Should we allow a casino, or some casinos, at Exhibition Place? I don’t think it’s a terrible idea. We already have one operating there, and the city hasn’t gone to ruin. In fact, a permanent, more high-profile gambling destination at that location could only improve things.
The Toronto Star reported late last week that American operators (including MGM, Caesars, and the Las Vegas Sands) competing to put a casino in Toronto have their eyes on Exhibition Place, and they may be willing to fund the proposed redevelopment of Ontario Place in order to get permission to move ahead.
The current Exhibition Place casino is temporary, and operates each year from the end of July until Labour Day. I went to check it out; ironically, it’s in the Better Living Centre. When the CNE isn’t up and running, Exhibition Place is a barren wasteland, a vast expanse of parking lots dotted by huge, locked-up buildings. This seasonal casino is equally uninspiring: People silently crowd tables in the supermarket-sized, bare-walled warehouse, the muffled sounds of clinking chips and quiet desperation evaporating into the exposed pipes under the high ceilings.

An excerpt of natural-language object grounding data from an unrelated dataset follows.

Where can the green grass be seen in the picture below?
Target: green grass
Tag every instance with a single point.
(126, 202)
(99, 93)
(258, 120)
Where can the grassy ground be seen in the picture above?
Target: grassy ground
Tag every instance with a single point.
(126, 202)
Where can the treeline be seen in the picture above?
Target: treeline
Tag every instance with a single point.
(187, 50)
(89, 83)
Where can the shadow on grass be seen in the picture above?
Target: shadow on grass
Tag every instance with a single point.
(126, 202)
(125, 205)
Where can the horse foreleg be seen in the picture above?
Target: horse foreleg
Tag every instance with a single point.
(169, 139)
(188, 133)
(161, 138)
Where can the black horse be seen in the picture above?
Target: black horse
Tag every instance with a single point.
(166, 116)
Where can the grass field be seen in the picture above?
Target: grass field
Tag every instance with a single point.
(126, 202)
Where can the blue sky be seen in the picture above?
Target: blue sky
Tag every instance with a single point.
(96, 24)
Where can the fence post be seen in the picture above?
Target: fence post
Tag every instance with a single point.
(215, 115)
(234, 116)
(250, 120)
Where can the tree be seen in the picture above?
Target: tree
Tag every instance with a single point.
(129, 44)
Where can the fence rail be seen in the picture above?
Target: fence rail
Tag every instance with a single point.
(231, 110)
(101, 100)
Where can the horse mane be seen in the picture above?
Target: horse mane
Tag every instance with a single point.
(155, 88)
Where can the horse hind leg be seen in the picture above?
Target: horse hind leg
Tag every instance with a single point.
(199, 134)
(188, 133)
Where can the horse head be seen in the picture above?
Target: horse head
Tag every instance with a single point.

It’s a scene that will be familiar to anyone who has spent time at one of Toronto’s eight off-track betting parlours, 12 bingo halls, or the slots room at Woodbine—a crowd concentrating intently and interacting with each other only briefly and intermittently, every so often wrinkling their brows as they hand over another $300 or $400 for chips when they run out.

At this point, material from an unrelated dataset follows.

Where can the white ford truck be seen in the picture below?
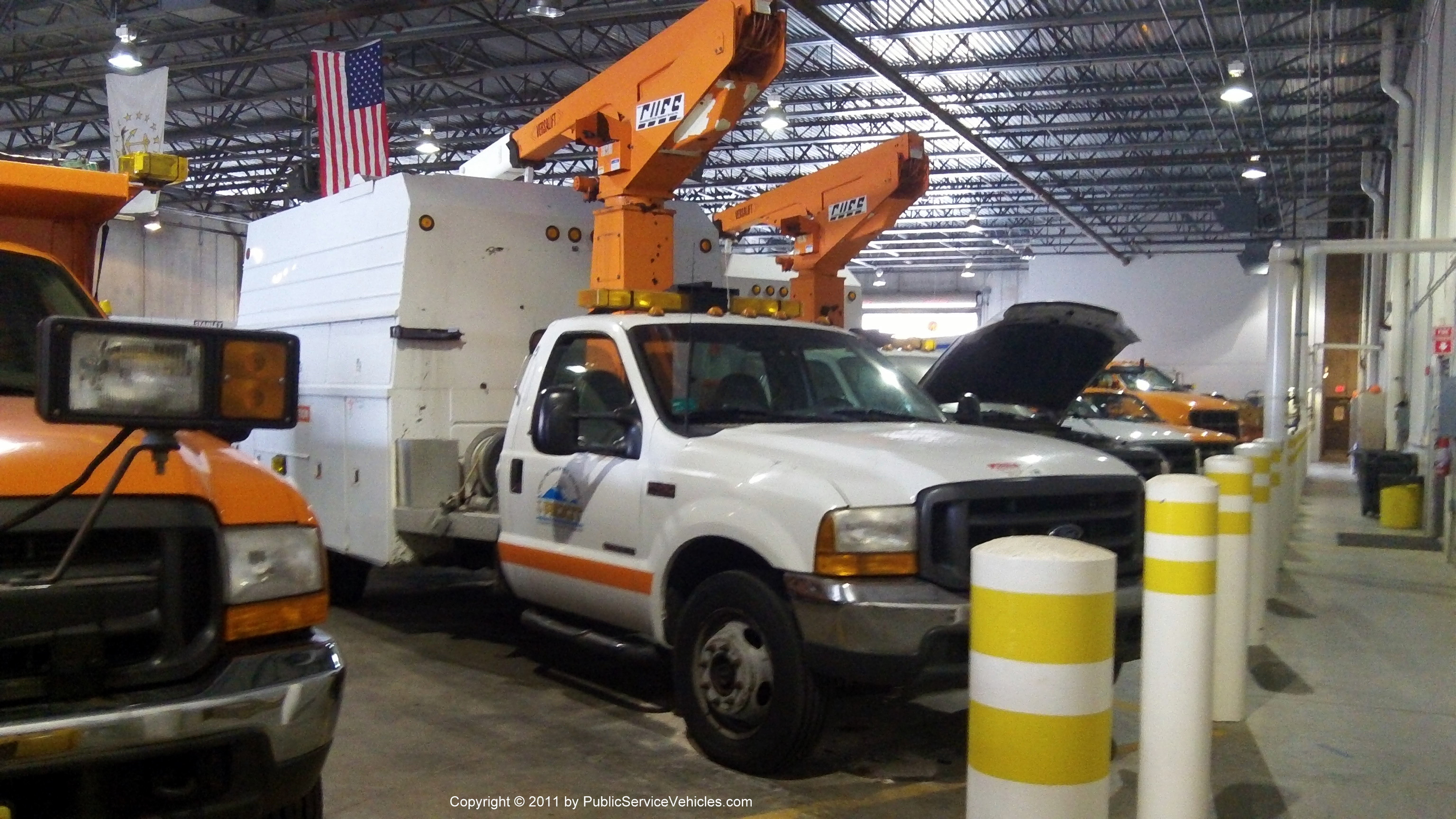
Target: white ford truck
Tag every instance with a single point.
(769, 502)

It’s easy for the gamblers to lose a lot of money very quickly. At most tables, they might be wagering $50–$100 per hand, depending on the card game. And people do lose a lot of money. That’s the nature of gambling.
It’s sad and terrible, but it’s also a reality. Torontonians who want to gamble already have lots of options with the existing bingo and horseracing rooms, the temporary and out-of-town casinos, and countless websites. As with pretty much every vice, prohibition is both impossible and unhelpful.
As Stephen Marche argued in Toronto Life last month, the worst option would be to construct more dumpy neighbourhood venues for problem gamblers to waste away in quietly. If we’re going to have gambling here, we might as well turn it into a municipal asset. This is what we’ve done with alcohol: As much as bars enable addiction, drunk driving, loutish behaviour, and violence, we ensure that they contribute to the culture of the city.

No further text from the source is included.